In a significant breakthrough that could transform how post-traumatic stress disorder (PTSD) is diagnosed, researchers from the University of Tennessee, Knoxville's Tickle College of Engineering, together with the UT Institute of Agriculture, have been developing a cutting-edge sensor. This tool is designed to detect a range of biomarkers associated with PTSD in blood samples – a step forward from the subjective methods currently in use. As reported by the university's news outlet, this collaborative effort also involves CFD Research Corporation, which has been working alongside the military to find low-cost, minimally invasive tools for diagnosing complex conditions.
About 6% of the U.S. population, and nearly 30%, of combat-exposed military veterans experience PTSD, says the U.S. Department of Veterans Affairs. The present diagnostic process relies heavily on patient self-reporting, which is both subjective and variable. "With PTSD, diagnosis is complicated. Every patient’s condition is different," Jayne Wu, a professor at UT Knoxville, told the university's news service. Wu, along with Shigetoshi Eda, shifted focus from aiding dairy farmers in diagnosing cattle diseases to using their handheld biosensor for detecting PTSD in humans.

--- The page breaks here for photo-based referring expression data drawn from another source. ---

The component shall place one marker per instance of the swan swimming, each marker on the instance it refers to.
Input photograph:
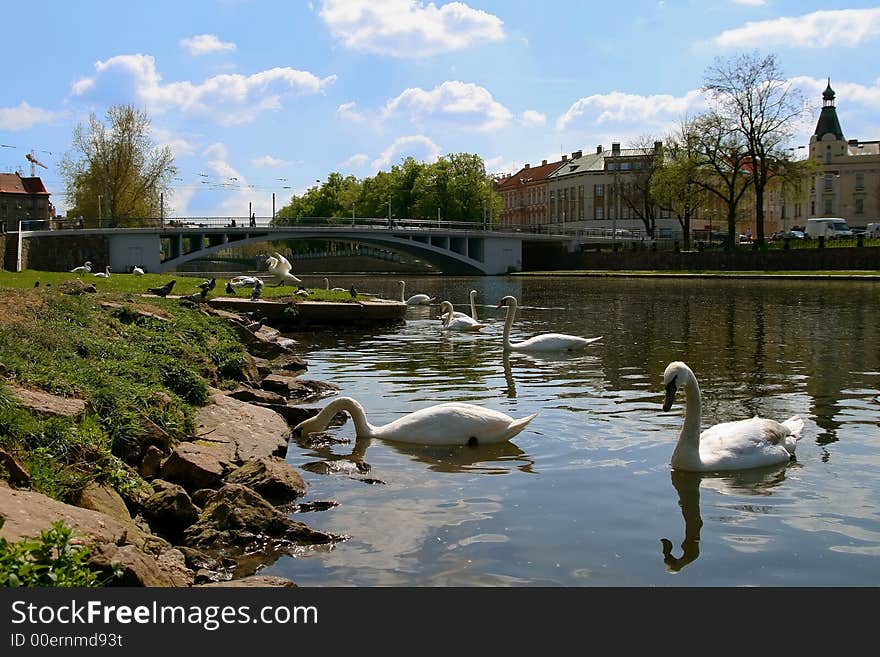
(542, 342)
(414, 300)
(280, 266)
(736, 445)
(451, 423)
(472, 295)
(460, 323)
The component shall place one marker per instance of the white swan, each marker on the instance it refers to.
(334, 289)
(542, 342)
(473, 295)
(460, 323)
(451, 423)
(244, 281)
(733, 445)
(280, 266)
(414, 300)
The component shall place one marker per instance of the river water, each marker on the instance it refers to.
(585, 495)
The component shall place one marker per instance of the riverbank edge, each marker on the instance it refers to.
(118, 539)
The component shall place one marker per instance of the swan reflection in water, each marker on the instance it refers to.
(757, 481)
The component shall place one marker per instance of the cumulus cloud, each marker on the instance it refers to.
(205, 44)
(819, 29)
(419, 146)
(467, 105)
(531, 118)
(227, 99)
(408, 28)
(652, 111)
(347, 111)
(355, 161)
(26, 116)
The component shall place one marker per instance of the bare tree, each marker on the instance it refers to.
(752, 94)
(115, 170)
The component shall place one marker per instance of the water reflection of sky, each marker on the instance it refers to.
(583, 496)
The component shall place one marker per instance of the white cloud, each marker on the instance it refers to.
(427, 149)
(355, 161)
(228, 99)
(348, 111)
(468, 105)
(820, 29)
(408, 28)
(26, 116)
(269, 162)
(652, 111)
(531, 118)
(205, 44)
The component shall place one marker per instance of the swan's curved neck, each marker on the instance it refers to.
(363, 428)
(508, 322)
(689, 438)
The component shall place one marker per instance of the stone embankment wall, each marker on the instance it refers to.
(737, 260)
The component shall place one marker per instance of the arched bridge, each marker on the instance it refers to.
(453, 247)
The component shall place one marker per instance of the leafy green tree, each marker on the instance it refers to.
(115, 170)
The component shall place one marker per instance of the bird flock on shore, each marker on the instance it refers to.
(732, 445)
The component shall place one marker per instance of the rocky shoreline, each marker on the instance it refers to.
(219, 502)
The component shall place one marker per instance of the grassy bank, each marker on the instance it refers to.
(135, 371)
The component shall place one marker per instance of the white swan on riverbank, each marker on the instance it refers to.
(461, 323)
(542, 342)
(280, 267)
(733, 445)
(451, 423)
(414, 300)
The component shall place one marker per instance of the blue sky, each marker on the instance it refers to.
(260, 97)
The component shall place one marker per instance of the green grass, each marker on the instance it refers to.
(128, 368)
(185, 285)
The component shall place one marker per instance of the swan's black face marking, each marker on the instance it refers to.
(671, 389)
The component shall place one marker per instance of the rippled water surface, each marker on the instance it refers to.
(585, 495)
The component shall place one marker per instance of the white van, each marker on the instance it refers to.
(828, 227)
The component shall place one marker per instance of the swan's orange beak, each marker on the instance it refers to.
(670, 395)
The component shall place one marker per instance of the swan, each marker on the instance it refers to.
(473, 315)
(733, 445)
(542, 342)
(451, 423)
(244, 281)
(414, 300)
(334, 289)
(461, 323)
(280, 266)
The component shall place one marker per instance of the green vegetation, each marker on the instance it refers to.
(50, 560)
(136, 373)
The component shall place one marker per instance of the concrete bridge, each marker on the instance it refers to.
(460, 248)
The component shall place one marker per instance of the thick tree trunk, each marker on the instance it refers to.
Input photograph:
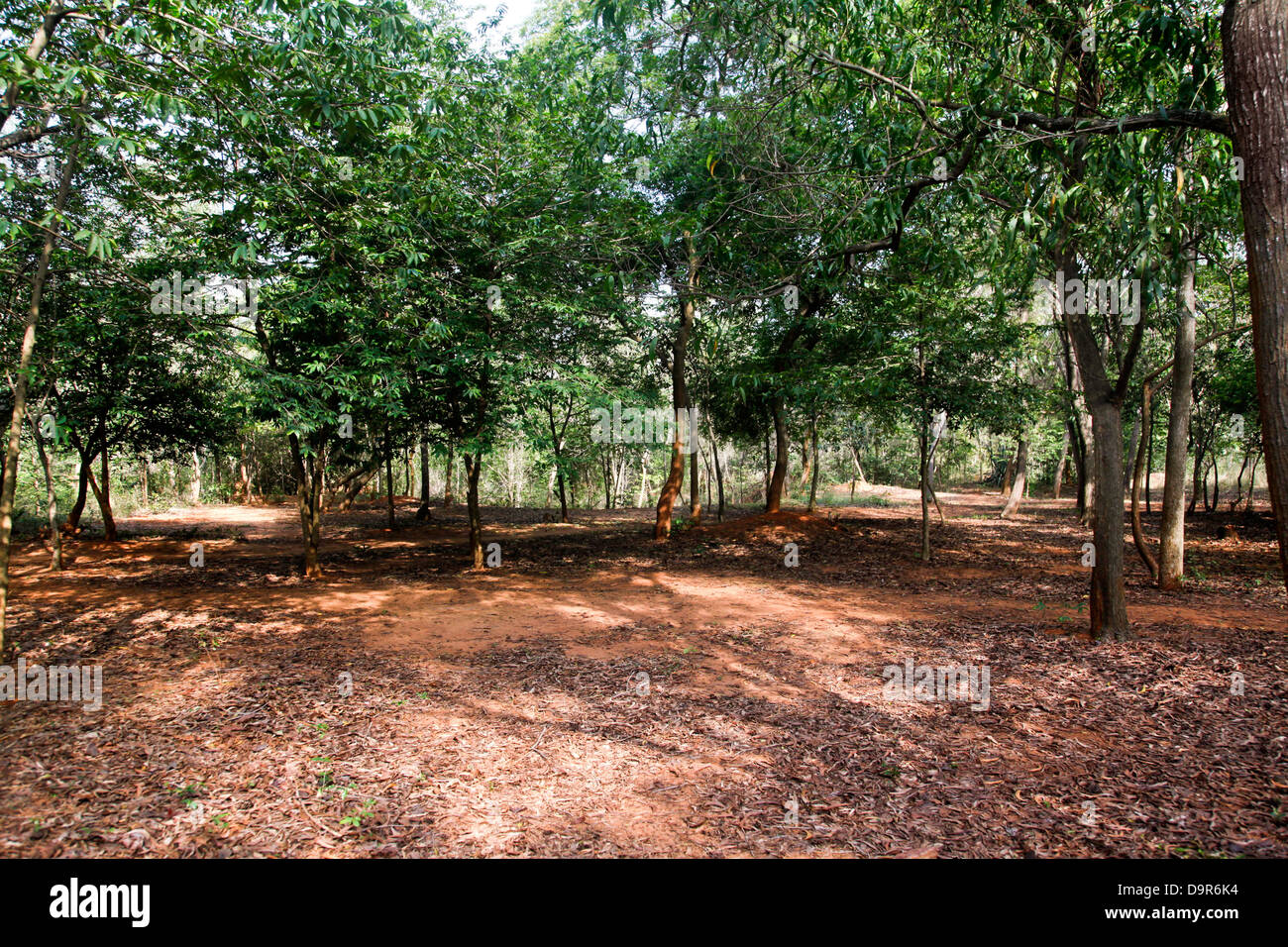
(1021, 472)
(473, 466)
(1254, 42)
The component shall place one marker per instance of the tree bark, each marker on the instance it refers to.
(55, 536)
(423, 513)
(103, 493)
(1254, 43)
(1171, 539)
(473, 466)
(21, 376)
(778, 479)
(447, 482)
(679, 398)
(812, 483)
(1021, 471)
(1060, 466)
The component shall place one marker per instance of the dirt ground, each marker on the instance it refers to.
(501, 711)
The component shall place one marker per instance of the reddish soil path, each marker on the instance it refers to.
(497, 712)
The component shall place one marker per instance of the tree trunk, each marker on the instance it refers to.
(194, 497)
(681, 399)
(81, 493)
(1021, 471)
(1254, 42)
(473, 466)
(447, 482)
(308, 495)
(103, 493)
(923, 467)
(21, 380)
(715, 459)
(1060, 466)
(695, 492)
(55, 536)
(1137, 534)
(774, 495)
(812, 483)
(642, 497)
(423, 513)
(1132, 444)
(389, 478)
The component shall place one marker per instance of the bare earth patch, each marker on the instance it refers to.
(496, 712)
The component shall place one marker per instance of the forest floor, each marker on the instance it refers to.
(497, 712)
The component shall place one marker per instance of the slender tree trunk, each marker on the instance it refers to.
(389, 478)
(1132, 444)
(1254, 43)
(923, 467)
(55, 536)
(103, 493)
(812, 483)
(774, 496)
(21, 377)
(640, 499)
(473, 464)
(308, 496)
(196, 478)
(447, 482)
(81, 492)
(769, 466)
(1137, 534)
(679, 398)
(695, 491)
(423, 513)
(1171, 539)
(1149, 463)
(1199, 467)
(1021, 471)
(1060, 466)
(715, 458)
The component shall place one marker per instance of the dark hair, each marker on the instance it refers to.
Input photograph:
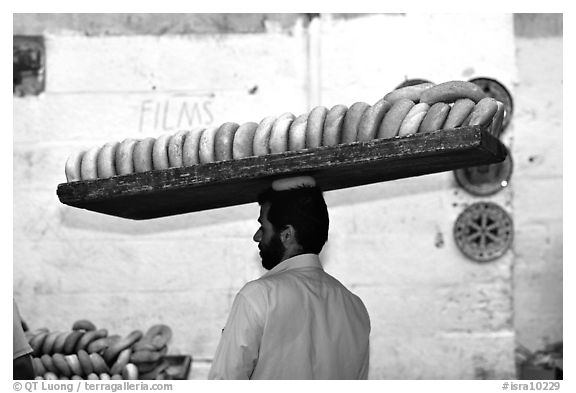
(305, 209)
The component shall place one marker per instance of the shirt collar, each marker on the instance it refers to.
(298, 261)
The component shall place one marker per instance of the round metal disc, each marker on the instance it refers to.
(498, 91)
(483, 231)
(485, 180)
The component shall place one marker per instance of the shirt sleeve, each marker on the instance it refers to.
(237, 352)
(21, 346)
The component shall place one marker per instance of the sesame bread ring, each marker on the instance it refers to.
(71, 341)
(98, 364)
(393, 118)
(371, 119)
(261, 143)
(191, 147)
(85, 362)
(123, 360)
(351, 121)
(243, 145)
(60, 341)
(62, 365)
(143, 155)
(279, 133)
(224, 142)
(315, 126)
(48, 363)
(112, 352)
(90, 336)
(332, 131)
(206, 151)
(297, 133)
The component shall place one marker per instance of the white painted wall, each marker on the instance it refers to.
(435, 314)
(538, 185)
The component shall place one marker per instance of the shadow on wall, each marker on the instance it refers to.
(87, 220)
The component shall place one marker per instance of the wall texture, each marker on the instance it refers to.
(435, 314)
(538, 180)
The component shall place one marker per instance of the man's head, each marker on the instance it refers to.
(292, 222)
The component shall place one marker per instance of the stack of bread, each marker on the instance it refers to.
(421, 108)
(86, 352)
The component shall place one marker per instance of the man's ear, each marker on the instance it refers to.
(288, 235)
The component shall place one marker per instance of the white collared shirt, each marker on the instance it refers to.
(295, 322)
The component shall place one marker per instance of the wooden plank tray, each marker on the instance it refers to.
(174, 191)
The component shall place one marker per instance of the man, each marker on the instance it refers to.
(22, 360)
(296, 321)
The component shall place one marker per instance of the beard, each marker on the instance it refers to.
(272, 252)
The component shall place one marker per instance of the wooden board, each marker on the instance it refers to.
(174, 191)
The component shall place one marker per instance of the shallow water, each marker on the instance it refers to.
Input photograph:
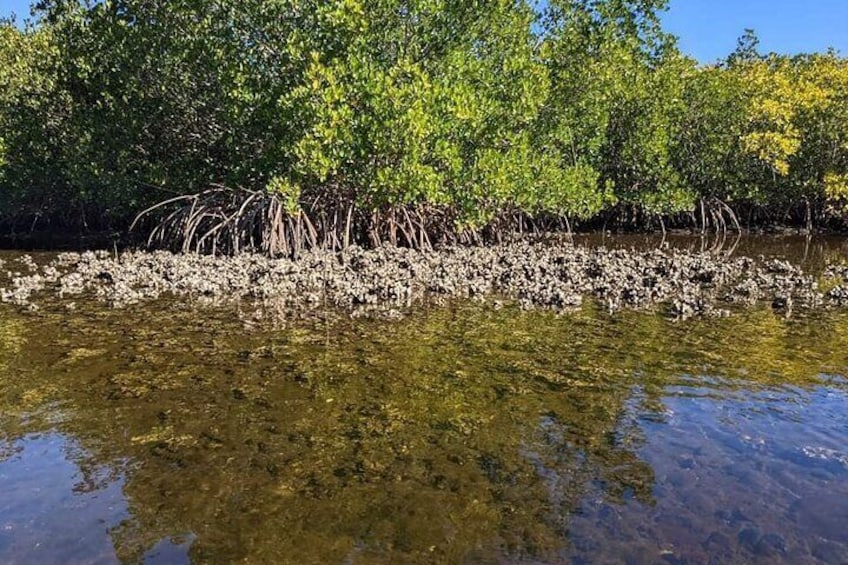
(167, 433)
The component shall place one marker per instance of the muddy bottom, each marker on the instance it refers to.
(166, 432)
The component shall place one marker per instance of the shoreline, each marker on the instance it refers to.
(391, 280)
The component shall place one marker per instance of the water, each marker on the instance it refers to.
(168, 433)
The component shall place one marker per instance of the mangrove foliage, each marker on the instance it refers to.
(285, 124)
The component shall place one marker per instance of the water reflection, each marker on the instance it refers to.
(53, 511)
(458, 434)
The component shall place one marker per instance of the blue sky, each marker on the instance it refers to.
(708, 29)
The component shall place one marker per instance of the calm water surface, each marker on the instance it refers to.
(167, 433)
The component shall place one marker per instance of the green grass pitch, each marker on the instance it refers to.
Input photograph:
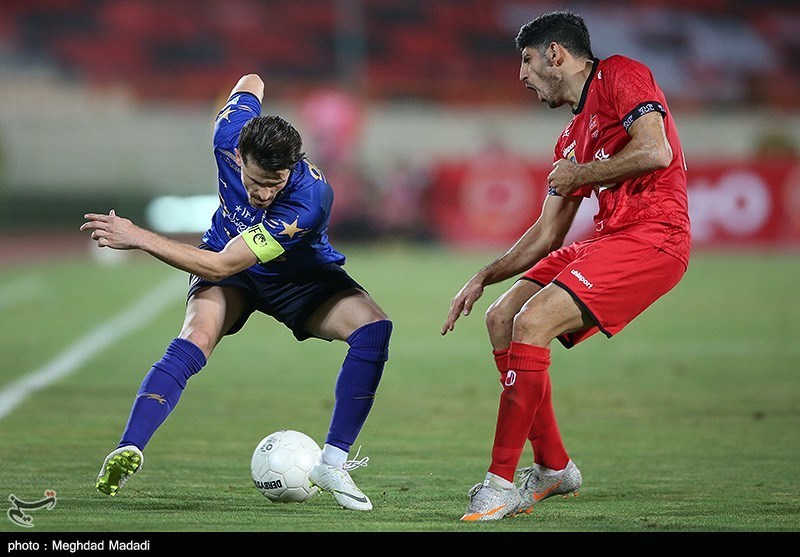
(687, 421)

The biosensor employs AiCAP technology, a method that moves bioparticles toward sensors that can identify multiple disease-causing microbes. Expanding this patented system, the team has created a sensor that can identify an array of over a dozen PTSD-related biomarkers off of a single blood sample. "Usually, you need a different detector for each type of biomarker," Eda said in the university's publication. "Jayne’s approach within AiCAP allows you to detect different types of biomarkers using a single device." This capacity to multitask biomarker identification stands to enhance multiomics – analyzing various biological data concurrently to understand the function of living organisms.
The work is progressing towards FDA approval with ambitions to diagnose a wider range of conditions including organ damage, cancer, and sepsis. David Gaddes, a CFD Research researcher, emphasized the importance of collaboration between academic researchers and industry. "It’s very valuable for industry and university researchers to collaborate," Gaddes told the university's news service. Researchers hope to deploy the device rapidly once it obtains FDA clearance, looking to scale up production and maintain affordability and portability.
The potential impact of this technology extends to personalized medicine as well. Wu indicated that although more research is needed to solidify the link between biomarkers and treatment strategies, the sensor could be a vanguard in the development of tailored care. "PTSD is a great example to demonstrate the potential benefits of our sensor array in furthering personalized medicine," Wu mentioned, as per the university's news. The innovation aims to not only advance treatment for PTSD but also other multifaceted medical conditions.